A June 23 posting to an Islamist website presented the text of an announcement from Abu Musab al-Zarqawi concerning the death of Sheikh Abdullah Mohammad Rashid al-Rashoud in the Iraqi town of al-Qaim.
In customary fashion the statement, as posted on the jihadist Al-Qal’a forum, celebrated the death as a victory: “Let the Islamic Nation rejoice in the martyrdom of one of the most outstanding standards of beneficence, jihad and knowledge.” The eulogy went on to describe his ‘participating in the battles of al-Qa’im” explaining that the Sheikh met his end as a result of air strikes on mujahid positions, thus joining the ‘caravans of the martyrs ridden before by Sheikh Abu Anas [al-Shami]. The forum entries following this entry are filled with expressions of congratulations and prayers for his soul. [www.qal3ati.net]
Sheikh al-Rashoud was one of the most influential ideologues for al-Qaeda in the Arabian Peninsula, famous for his January 2004 Bayan ila al-Umma al-Islamiyya (Declaration to the Islamic Nation), in which he challenged the Saudi government’s legitimacy in terms of Islamic Law and was featured on the 26 most wanted list issued by the security authorities.
His disappearance from the scene in Saudi Arabia last summer was the cause of much speculation.

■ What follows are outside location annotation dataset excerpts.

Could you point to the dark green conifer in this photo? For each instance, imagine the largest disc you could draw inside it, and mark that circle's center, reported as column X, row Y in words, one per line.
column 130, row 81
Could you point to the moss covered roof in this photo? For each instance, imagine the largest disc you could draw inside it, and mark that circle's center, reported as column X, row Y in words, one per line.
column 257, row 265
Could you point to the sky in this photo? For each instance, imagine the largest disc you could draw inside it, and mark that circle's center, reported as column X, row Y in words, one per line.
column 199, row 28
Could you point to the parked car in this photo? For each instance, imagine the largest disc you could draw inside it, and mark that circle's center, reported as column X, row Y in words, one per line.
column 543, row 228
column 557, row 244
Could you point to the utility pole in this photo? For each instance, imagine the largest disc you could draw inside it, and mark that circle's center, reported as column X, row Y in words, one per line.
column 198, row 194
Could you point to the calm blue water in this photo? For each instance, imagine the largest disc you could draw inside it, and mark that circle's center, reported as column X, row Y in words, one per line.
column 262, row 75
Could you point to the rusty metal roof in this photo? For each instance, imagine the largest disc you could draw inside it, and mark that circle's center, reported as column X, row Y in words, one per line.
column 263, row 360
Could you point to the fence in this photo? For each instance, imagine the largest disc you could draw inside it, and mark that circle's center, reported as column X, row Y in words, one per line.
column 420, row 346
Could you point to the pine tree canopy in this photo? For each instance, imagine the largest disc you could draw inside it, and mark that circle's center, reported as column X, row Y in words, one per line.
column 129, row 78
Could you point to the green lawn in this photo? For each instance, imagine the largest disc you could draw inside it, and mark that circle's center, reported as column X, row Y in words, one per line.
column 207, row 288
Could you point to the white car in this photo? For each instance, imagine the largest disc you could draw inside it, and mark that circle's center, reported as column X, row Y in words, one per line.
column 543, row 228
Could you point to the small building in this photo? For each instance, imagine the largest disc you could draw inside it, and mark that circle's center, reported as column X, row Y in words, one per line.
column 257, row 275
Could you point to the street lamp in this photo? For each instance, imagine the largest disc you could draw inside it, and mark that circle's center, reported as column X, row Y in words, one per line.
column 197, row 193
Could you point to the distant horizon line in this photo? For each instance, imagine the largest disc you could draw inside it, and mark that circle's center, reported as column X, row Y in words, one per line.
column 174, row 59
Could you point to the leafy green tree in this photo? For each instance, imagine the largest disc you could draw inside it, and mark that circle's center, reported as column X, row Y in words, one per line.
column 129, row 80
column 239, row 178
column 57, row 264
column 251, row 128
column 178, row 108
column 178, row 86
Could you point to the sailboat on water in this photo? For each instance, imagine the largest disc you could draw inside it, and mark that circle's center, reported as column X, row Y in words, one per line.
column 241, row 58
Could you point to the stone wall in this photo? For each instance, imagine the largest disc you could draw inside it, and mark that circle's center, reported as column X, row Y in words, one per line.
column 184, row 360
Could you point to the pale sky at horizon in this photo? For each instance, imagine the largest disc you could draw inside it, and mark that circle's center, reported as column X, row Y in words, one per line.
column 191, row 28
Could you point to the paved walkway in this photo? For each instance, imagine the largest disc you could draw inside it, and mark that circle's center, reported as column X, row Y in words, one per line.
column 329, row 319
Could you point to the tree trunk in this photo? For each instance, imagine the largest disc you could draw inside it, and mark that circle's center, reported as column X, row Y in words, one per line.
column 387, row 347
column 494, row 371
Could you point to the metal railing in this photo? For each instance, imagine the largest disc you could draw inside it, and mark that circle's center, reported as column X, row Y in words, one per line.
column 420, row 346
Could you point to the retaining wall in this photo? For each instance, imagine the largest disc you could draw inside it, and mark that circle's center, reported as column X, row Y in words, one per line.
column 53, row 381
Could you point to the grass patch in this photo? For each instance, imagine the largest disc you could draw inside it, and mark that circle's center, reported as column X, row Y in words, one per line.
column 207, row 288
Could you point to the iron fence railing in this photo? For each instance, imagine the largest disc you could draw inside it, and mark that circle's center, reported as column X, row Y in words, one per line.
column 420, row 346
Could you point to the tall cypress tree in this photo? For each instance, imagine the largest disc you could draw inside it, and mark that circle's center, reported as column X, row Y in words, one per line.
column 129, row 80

It was thought that Al-Rashoud had been killed alongside al-Qaeda field commander of the time Abd al-Aziz al-Muqrin in June 2004 following an armed confrontation with the security forces. However, this was denied by Saudi authorities at the time and the mystery was compounded by a later story, published by the Saudi daily Al-Sharq al-Awsat on March 15, which quoted ‘informed sources’ stating that Al-Rashoud had actually been slain by his mujahid colleagues. This apparently had been due to differences with Al-Muqrin on the Islamic propriety of the commander’s military actions, which were targeting non-combatant Muslim civilians. Al-Muqrin and Faysal al-Dakhil were said to have driven him to an isolated place to effect a cure of his ‘madness’, following which the Shaykh was never seen again [www.aawsat.com].
The present announcement does little to resolve that mystery, but his claimed exit from Saudi Arabia to al-Qaim, is symptomatic of the tightening squeeze placed by the authorities on jihadist activities in the Kingdom, as demonstrated by the raid on the Sawt al-Jihad publishing house late last year, which in the pages of its Sawt al-Jihad online magazine published regular ideological treatises from the Sheikh relative to the jihad.